12 Jan Google Ads releases industry & dimension in search audiences
Today while I was working on some campaigns I realized that Google Ads has released the possibility of selecting the size of the company and the macro-sector of activity of the user to target search audiences.
This is very interesting, despite the fact that no official announcement has been made (or I missed it), and is probably a first response to the much more detailed BtoB targeting offered by Microsoft-LinkedIN.
To set the new targets just edit the audience segments and enter the demographic targeting section “Who they are” & “Employment” and you will find the options now available (3 ranges for the size of the company and 9 macro-categories for the sector).

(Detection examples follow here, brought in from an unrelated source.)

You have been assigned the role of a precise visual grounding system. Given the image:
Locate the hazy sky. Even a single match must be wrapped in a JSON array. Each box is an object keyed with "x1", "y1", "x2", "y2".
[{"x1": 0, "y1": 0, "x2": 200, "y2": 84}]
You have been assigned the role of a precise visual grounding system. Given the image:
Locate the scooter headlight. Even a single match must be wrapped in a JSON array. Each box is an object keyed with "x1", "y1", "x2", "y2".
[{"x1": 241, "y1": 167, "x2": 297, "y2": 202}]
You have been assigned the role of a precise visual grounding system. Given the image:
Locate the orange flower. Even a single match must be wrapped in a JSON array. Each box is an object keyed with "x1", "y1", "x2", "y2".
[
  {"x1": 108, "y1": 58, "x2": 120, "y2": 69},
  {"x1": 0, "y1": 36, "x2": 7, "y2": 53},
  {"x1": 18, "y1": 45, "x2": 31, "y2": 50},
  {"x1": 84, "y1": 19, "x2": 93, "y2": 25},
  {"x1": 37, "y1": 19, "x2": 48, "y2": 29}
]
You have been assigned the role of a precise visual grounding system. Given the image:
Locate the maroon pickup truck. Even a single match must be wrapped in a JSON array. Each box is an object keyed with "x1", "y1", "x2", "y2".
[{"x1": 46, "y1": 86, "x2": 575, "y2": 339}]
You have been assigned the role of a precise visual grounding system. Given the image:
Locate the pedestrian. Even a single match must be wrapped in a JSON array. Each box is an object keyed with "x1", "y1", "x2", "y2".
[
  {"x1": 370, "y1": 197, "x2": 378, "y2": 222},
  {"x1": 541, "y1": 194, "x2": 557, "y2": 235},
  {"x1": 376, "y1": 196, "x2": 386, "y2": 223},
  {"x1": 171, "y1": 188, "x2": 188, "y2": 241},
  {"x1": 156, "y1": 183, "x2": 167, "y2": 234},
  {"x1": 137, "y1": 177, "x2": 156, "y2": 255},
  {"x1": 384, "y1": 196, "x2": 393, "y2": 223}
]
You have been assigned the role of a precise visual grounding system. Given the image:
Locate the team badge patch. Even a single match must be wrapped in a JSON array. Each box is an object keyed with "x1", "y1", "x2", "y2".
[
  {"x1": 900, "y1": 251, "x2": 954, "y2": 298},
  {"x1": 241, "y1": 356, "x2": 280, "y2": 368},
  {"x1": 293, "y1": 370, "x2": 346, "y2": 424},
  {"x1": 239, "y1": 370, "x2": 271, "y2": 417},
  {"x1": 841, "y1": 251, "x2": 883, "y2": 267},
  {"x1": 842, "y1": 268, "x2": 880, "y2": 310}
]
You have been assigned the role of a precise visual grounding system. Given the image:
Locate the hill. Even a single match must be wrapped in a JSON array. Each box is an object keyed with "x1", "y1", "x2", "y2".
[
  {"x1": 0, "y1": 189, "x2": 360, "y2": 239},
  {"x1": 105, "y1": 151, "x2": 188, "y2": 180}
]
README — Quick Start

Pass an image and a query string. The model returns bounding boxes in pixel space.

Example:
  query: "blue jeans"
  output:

Regarding company size you can select:
- from 1 to 249 employees
- from 250 to 10.000 employees
- over 10.000 employees
Regarding industries at the moment you can select:
- construction
- education
- finance
- healthcare
- hospitality
- manufacturing
- real estate
- technology
I have checked the possibility to set these options in many accounts active in different geographic areas and so probably the feature has been released globally, but only for search & video based campaigns (Search, Discovery, Shopping standard & Video, at least at present time).
If you’re wondering how Google can identify these audiences, despite not having the data that LinkedIN has or not being able to track its users like Facebook does, they haven’t given any further detail.
However, once you have isolated the search data of a certain group of medium-large companies certainly belonging to a specific sector, a multinational with Google’s analysis power is certainly able to derive recurring search patterns identifying its operators. In my opinion it’s the same process they have used to identify high-income people search behavior.
It is clear that this type of analysis can hardly give reliable results on “family” computers or PC used by many different people who work in completely different areas. But these are relatively limited cases within BtoB sector.
As for the company size, it is quite simple to derive it from the type of connection. If your traffic passes through a public server owned by a company that is not a connection provider, it is very likely that you work for a large company. Vice versa if you rely on a mass provider, you are probably in a SME.
It goes without saying how important these new audiences can be for Business to Business campaigns. Have you already tried them? Have you checked how they work?